Development of novel broad-spectrum amphipathic antimicrobial peptides against multidrug-resistant bacteria through a rational combination strategy

In recent years, cationic amphipathic antimicrobial peptides (AMPs) have shown great promise in combating antibiotic resistance on account of their distinctive membrane-disruptive mechanism. However, the clinical application of AMPs is restricted by their unsatisfactory stability and safety. Although attempts have been made to improve the stability and safety of AMPs, many of them are accompanied by a decline in their antimicrobial activity and bacterial selectivity.
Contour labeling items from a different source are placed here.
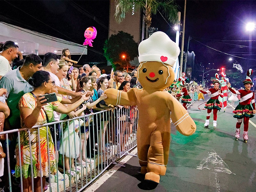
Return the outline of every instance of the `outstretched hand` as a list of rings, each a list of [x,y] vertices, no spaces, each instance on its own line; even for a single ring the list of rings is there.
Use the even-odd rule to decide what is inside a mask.
[[[5,95],[7,96],[6,94],[7,94],[7,90],[6,89],[4,88],[1,88],[0,89],[0,96],[3,96]]]

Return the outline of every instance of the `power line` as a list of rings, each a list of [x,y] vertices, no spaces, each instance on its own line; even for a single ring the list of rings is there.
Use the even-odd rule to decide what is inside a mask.
[[[193,40],[194,40],[194,41],[196,41],[196,42],[197,42],[198,43],[199,43],[202,44],[202,45],[205,46],[206,47],[208,47],[208,48],[209,48],[210,49],[212,49],[213,50],[216,51],[217,51],[218,52],[222,53],[223,54],[225,54],[226,55],[230,55],[230,56],[232,56],[233,57],[237,57],[237,58],[240,58],[241,59],[247,59],[247,60],[256,60],[256,59],[248,59],[248,58],[244,58],[244,57],[238,57],[238,56],[236,56],[234,55],[231,55],[231,54],[229,54],[228,53],[225,53],[225,52],[223,52],[220,51],[219,50],[218,50],[217,49],[214,49],[214,48],[212,48],[212,47],[210,47],[210,46],[208,46],[208,45],[207,45],[206,44],[204,44],[203,43],[202,43],[198,41],[197,41],[197,40],[196,40],[196,39],[194,39],[193,38],[191,38],[191,39],[193,39]]]

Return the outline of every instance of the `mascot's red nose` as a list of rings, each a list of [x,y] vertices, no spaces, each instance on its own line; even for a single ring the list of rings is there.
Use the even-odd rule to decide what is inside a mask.
[[[154,77],[156,75],[155,75],[155,73],[153,73],[153,72],[151,72],[150,73],[149,73],[149,76],[150,77]]]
To develop AMPs with excellent and balanced antimicrobial activity, stability, and safety using a combination strategy. A series of sC184b-derived peptide analogues were designed by a combination strategy of subtly adjusting the charges, hydrophobic properties, and introducing specific unnatural amino acids in a well-balanced manner. The antimicrobial activity, cytotoxicity, hemolytic activity, stability, anti-biofilm activity, mechanism of action, synergistic effects, in vivo efficacy, and pharmacokinetics of the analogues were evaluated. Among these analogues, P-α-02-B stood out for its broad-spectrum and potent antimicrobial activity, anti-biofilm activity, desirable bacterial selectivity, high plasma stability, and synergistic effect with antibiotic levofloxacin. P-α-02-B exhibited strong membrane disturbance effect, which could be explained by its rigid α-helical structure revealed by molecular dynamics simulations. More importantly, P-α-02-B showed favorable therapeutic efficacy in vivo, whether used alone or in combination with levofloxacin. P-α-02-B is a promising antimicrobial agent for MDR bacterial infections, demonstrating the effectiveness of the combination strategy for AMP development.